The importance of your first reading is to discover whether the play keeps you turning the pages until the end (does the story grip you?); and whether it engages your emotions (do you care about the characters and their predicaments?)"

Sebastian Born
After gaining a degree in philosophy from Cambridge University Sebastian worked in theatre as a stage manager, then director. He became the Literary Manager at the Bush Theatre from 1981 to 1985, before becoming a literary agent. He worked as an agent for 18 years, latterly founding The Agency in 1995. He lived abroad for 2 years, before joining the NT at the beginning of 2007 as Associate Director (Literary). His  principal job at The National Theatre is to identify and develop work that can be considered for inclusion in the NT repertoire.

For more information about the National Theatre's Literary Department please click here

Friday, 17 August 2012

Advice on selecting your Connections play

So you have downloaded all of this years Connections plays; now what?

With ten different plays from ten different playwrights, there’s a lot of choice. While the age range and number of characters may eliminate some texts, it’s up to you to select a play that best suits and most appeals to your company.

No one is better placed to make this choice than you and your company, but we have a couple of tips for you to consider when it comes to making your decision:

Read all the plays

We try to provide as much time as possible between making the plays available and asking you to submit your choices. Some plays may immediately leap out at you from the
synopsis, while others might not seem quite right.

We encourage you to read all the scripts; this could simply confirm your initial intentions, or perhaps uncover a hidden gem you might have otherwise overlooked. Having an awareness of all the plays will give you a better feel for what Connections 2012 will be like.

Casting & Read-through

Once you’ve read all of the available texts, you might choose a couple of your favourites and perhaps even one ‘wild card’ to read through with your company; gauging their reactions.
We discourage you from casting your production prior to receiving confirmation of which play you will be performing. However, it is important to consider how your potential cast might suit the different plays.

We encourage an open approach to casting. Many of this year’s plays involve a mix of nationalities and genders, so work with your cast. Use the opportunity to research and develop an understanding of characters drawn from all over the world. Casting decisions do need to be thoroughly thought through, ensuring they maintain the integrity of the play.

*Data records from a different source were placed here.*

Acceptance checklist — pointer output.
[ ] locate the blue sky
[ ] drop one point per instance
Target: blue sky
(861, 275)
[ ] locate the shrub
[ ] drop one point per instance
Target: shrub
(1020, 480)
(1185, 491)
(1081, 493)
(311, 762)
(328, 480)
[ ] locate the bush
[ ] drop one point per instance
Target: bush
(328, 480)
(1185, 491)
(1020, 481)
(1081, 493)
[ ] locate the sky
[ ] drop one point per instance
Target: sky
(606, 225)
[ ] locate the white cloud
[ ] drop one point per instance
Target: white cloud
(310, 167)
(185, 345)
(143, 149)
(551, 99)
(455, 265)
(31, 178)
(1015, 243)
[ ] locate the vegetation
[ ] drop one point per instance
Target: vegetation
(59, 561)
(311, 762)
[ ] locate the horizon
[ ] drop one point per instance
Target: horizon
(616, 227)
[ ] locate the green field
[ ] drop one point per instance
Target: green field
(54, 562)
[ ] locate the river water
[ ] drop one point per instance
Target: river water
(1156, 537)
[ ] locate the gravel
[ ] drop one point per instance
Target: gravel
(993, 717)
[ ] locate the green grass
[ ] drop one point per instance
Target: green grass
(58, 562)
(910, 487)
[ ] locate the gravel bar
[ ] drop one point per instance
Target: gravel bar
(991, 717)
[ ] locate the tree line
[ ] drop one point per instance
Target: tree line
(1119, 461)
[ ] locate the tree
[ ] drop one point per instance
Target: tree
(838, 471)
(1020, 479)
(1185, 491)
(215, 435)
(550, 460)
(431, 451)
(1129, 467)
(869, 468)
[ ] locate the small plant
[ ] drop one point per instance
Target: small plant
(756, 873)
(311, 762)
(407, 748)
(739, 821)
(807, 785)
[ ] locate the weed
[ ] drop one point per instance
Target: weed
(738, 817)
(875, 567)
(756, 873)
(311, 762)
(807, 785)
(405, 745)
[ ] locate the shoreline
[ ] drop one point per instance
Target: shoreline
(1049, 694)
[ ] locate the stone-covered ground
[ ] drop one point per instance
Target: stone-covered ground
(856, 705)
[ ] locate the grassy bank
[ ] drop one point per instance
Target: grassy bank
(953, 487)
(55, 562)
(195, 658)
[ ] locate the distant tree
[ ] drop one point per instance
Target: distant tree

It is important to consider any practical constraints there may be, such as your Home Performance venue and the amount of rehearsal time available to you. Choose a play that you can realize to its full potential.

Your choices:

This year we've added a new front cover to each play, which gives you some “at-a-glance” information about each play. This information is only intended as a guide and not explicit rules.

The deadline for choosing your top two choices of play is FRIDAY 21st SEPTEMBER. Once you have decided on your two options you must fill in the Play Choice Form which was emailed to you with your password.

Failure to fill in this form by 21st September will result a delay in the confirmation of your play and may limit the plays available to you.

We will let you know which play your company will be performing by MONDAY 15th OCTOBER.